Extended Data Fig. 3: Multi-head Neural ADMIXTURE results on a dataset consisting of closely related groups.

To qualitatively assess the performance of Neural ADMIXTURE on related groups, we ran multi-head Neural ADMIXTURE on a subset of the dataset All-Chms containing 504 East Asian (EAS) individuals from neighboring regions. The self-reported ancestry of these individuals are Chinese Dai in Xishuangbanna, China (CDX, 93), Han Chinese in Beijing, China (CHB, 103), Han Chinese South (CHS, 105), Japanese in Tokyo, Japan (JPT, 104) and Kinh in Ho Chi Minh City, Vietnam (KHV, 99).
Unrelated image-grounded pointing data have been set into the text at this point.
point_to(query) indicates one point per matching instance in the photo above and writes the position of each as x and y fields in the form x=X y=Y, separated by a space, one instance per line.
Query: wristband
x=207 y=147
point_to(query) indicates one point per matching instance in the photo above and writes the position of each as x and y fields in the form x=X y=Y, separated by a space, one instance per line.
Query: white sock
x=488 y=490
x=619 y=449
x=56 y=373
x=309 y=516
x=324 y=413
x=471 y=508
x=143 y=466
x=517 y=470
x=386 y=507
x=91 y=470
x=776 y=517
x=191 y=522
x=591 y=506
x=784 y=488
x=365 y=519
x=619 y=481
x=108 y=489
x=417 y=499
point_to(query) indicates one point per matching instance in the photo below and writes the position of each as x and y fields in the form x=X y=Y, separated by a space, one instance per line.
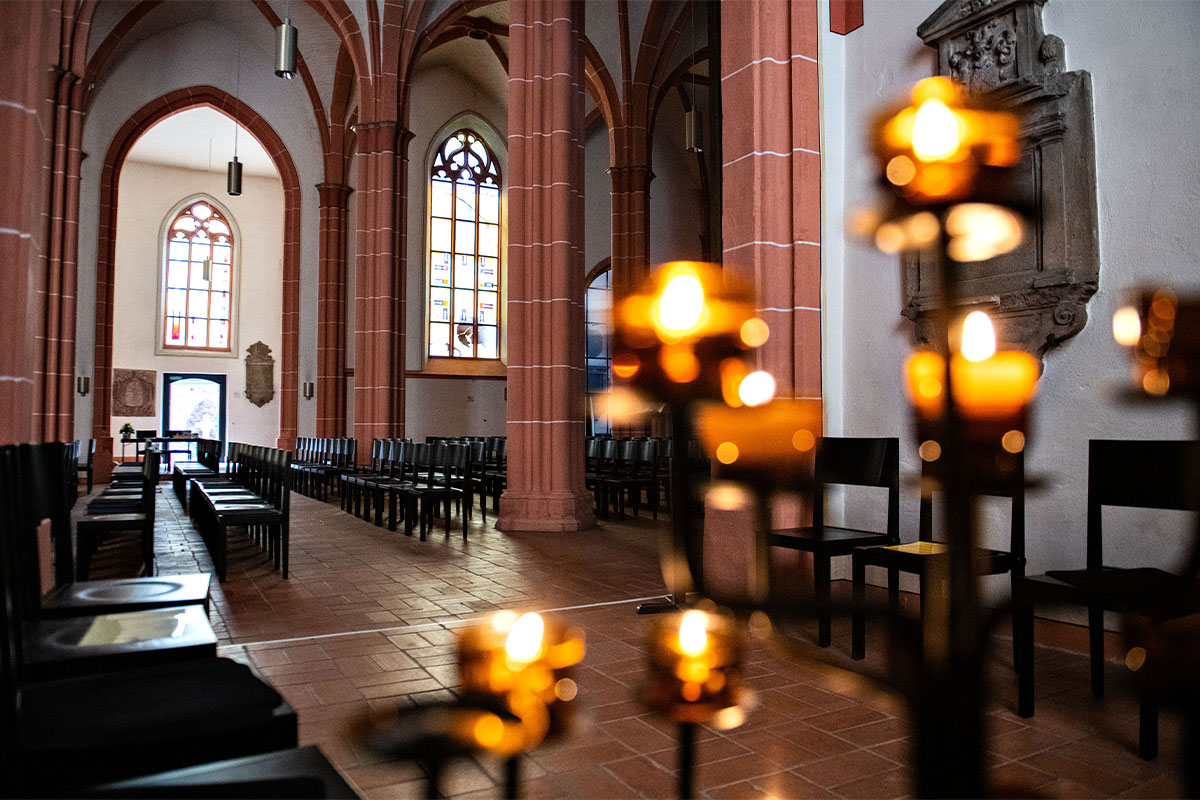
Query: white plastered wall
x=174 y=59
x=1141 y=58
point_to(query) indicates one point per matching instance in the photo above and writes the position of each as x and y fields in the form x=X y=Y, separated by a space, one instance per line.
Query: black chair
x=87 y=465
x=1139 y=474
x=42 y=475
x=921 y=557
x=303 y=773
x=867 y=462
x=121 y=513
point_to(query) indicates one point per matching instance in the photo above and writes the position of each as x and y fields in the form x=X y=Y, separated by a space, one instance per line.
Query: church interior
x=375 y=334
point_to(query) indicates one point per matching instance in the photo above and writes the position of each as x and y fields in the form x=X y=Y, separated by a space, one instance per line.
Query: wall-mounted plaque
x=133 y=392
x=1038 y=293
x=259 y=374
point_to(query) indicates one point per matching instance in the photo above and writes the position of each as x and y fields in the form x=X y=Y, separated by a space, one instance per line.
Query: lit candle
x=695 y=665
x=772 y=440
x=522 y=656
x=991 y=390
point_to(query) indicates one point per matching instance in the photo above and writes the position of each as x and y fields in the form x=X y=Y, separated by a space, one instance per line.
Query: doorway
x=195 y=402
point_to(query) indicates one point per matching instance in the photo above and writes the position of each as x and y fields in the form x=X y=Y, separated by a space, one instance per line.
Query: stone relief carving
x=259 y=374
x=1037 y=294
x=133 y=392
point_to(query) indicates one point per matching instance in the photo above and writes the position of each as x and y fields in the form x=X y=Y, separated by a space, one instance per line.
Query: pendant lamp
x=286 y=49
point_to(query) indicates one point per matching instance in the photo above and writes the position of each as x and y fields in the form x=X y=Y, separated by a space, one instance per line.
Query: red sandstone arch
x=138 y=124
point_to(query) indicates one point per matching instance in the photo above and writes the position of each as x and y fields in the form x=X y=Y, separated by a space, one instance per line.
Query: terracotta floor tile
x=369 y=620
x=894 y=783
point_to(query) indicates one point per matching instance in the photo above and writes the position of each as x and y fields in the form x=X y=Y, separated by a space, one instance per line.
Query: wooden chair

The network was trained in its multi-head version from K=3 to K=7 using the PCK-Means initialization. The Japanese samples (JPT) are differentiated and clearly assigned their own cluster (blue), which is present only marginally in other populations. CDX (Chinese Dai) and KHV (Vietnamese Kinh) initially share the same cluster (K=3, green), reflecting their common Southeast Asian lineage, but are split into different groups at K=4 (purple and green). As expected CHB (Han Chinese in Beijing) and CHS (Han Chinese from South China) samples share the same cluster at first (red) and are only differentiated last (at K=5, red and orange). Further structure (yellow and brown) is seen within some populations at higher K.